Investing

ETF Watch: Chinese ETFs Immune to Rate Hikes (FXI, GXC, HAO, YAO)

China keeps tightening its monetary policy to fight inflation.  The Chinese central bank has raised rates four times and has taken other monetary tightening initiatives, but the moves are only putting a governor on the Chinese ETFs rather than killing them.

When you come in after a night’s sleep and read about surprise rate hikes, chances are you would generally think that it would be treated as a financial governor.  If that has been the case, you wouldn’t know it just looking at broader Chinese equity exchange-traded products.  Some of these are actually up so far today and they are all still within striking distance of 52-week highs.

iShares FTSE China 25 Index Fund (NYSE: FXI) is down only 0.3% at $46.18 in late-afternoon trading and the 52-week trading range is $36.24 to $47.99.

SPDR S&P China (NYSE: GXC) is actually up by a few cents at $82.89 in late-afternoon trading and the 52-week trading range is $44.00 to $84.88.

Another fund is up even more today in the Guggenheim China Small Cap (NYSE: HAO).  Its shares are up 0.6% at $30.08 and its 52-week trading range is $22.20 to $33.57.

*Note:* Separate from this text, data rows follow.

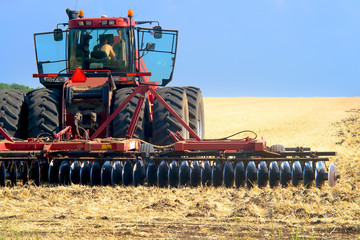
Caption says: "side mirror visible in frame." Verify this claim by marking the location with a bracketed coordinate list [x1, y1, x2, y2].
[54, 28, 63, 42]
[153, 26, 162, 39]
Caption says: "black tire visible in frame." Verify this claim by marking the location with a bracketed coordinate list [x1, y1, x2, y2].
[33, 160, 41, 187]
[80, 161, 92, 185]
[27, 89, 61, 138]
[0, 90, 27, 139]
[184, 87, 205, 138]
[101, 161, 112, 186]
[59, 161, 71, 186]
[10, 162, 17, 186]
[112, 88, 145, 140]
[21, 161, 29, 185]
[223, 161, 234, 188]
[0, 162, 6, 187]
[152, 87, 189, 145]
[70, 161, 81, 184]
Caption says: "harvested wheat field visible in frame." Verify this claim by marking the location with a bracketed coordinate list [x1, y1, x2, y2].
[0, 97, 360, 239]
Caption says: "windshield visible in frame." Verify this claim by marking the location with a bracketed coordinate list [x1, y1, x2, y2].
[68, 28, 129, 72]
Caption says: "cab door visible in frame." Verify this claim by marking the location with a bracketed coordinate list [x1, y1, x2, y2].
[34, 31, 68, 83]
[137, 28, 178, 86]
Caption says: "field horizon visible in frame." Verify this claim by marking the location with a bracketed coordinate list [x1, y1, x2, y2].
[0, 97, 360, 239]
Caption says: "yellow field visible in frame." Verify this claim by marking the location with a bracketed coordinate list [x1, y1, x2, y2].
[0, 97, 360, 239]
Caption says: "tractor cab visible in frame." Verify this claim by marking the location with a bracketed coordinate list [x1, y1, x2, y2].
[34, 9, 178, 87]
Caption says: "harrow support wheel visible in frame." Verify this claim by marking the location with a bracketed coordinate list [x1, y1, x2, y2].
[157, 161, 168, 188]
[291, 161, 303, 187]
[146, 160, 157, 187]
[21, 161, 29, 185]
[246, 161, 257, 189]
[190, 161, 201, 187]
[90, 162, 101, 186]
[10, 161, 17, 186]
[111, 161, 123, 187]
[201, 161, 212, 187]
[59, 161, 70, 186]
[269, 161, 280, 188]
[257, 162, 269, 188]
[101, 161, 112, 186]
[179, 161, 190, 187]
[33, 160, 40, 187]
[133, 160, 145, 187]
[280, 161, 291, 188]
[211, 161, 223, 187]
[70, 161, 81, 184]
[80, 161, 92, 185]
[122, 161, 133, 186]
[0, 162, 6, 187]
[234, 162, 246, 188]
[315, 162, 328, 188]
[223, 161, 234, 188]
[168, 161, 179, 187]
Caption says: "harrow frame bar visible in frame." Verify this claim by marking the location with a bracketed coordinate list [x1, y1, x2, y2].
[0, 84, 336, 161]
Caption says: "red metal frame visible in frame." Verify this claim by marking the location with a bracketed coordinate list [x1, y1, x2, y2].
[0, 85, 276, 157]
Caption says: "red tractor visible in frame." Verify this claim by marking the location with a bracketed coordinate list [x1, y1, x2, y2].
[0, 9, 339, 187]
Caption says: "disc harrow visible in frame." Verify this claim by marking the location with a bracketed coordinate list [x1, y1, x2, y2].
[0, 85, 340, 189]
[0, 139, 340, 189]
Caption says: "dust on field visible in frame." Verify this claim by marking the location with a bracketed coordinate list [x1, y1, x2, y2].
[0, 98, 360, 239]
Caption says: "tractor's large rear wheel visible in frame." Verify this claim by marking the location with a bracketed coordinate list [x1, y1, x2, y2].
[152, 87, 189, 145]
[184, 87, 205, 138]
[0, 90, 27, 139]
[27, 89, 61, 138]
[112, 88, 145, 140]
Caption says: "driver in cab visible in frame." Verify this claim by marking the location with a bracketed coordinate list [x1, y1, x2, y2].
[93, 35, 115, 58]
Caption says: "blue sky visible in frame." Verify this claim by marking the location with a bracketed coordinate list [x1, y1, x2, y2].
[0, 0, 360, 97]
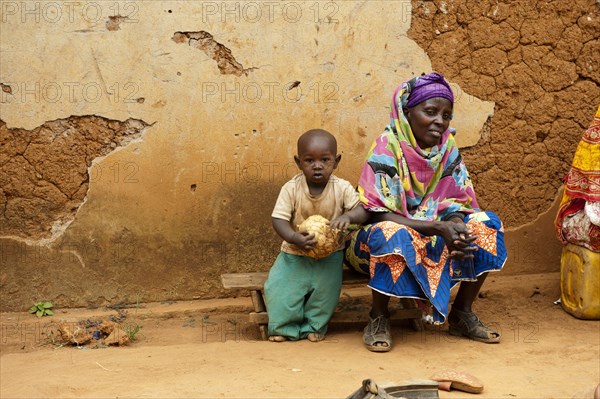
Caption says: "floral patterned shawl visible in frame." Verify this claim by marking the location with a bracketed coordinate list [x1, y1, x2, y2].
[358, 77, 479, 221]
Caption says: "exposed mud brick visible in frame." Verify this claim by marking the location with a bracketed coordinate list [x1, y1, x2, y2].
[408, 0, 600, 227]
[0, 116, 148, 239]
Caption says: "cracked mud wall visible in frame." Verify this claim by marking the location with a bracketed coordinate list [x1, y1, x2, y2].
[0, 1, 600, 310]
[408, 0, 600, 227]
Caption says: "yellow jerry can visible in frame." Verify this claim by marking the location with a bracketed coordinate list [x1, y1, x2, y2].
[560, 244, 600, 319]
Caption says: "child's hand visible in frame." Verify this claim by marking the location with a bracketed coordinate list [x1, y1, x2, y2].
[329, 214, 352, 231]
[443, 219, 477, 259]
[290, 231, 317, 251]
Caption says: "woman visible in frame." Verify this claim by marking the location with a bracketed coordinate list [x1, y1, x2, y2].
[346, 72, 506, 352]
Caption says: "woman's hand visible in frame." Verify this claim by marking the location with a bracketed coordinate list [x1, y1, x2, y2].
[440, 217, 477, 259]
[288, 230, 317, 251]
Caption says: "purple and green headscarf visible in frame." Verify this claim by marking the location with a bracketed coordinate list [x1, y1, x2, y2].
[358, 72, 479, 220]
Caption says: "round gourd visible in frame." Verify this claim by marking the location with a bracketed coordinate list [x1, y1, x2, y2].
[298, 215, 341, 259]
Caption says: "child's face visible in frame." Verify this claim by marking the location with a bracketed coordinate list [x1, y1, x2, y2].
[294, 137, 342, 186]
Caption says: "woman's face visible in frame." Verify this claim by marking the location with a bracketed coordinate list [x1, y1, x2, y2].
[405, 97, 452, 148]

The Guggenheim China All-Cap (NYSE: YAO) ETF is up 0.3% at $29.51 and the 52-week range is $20.00 to $30.40.

If you saw the reaction so far against how it has treated these key ETFs which follow Chinese stocks, and keep in mind that there is almost no currency fluctuation with China, then maybe it is time to go ahead and have Uncle Ben (Bernanke) get off this zero-rate policy here in the United States.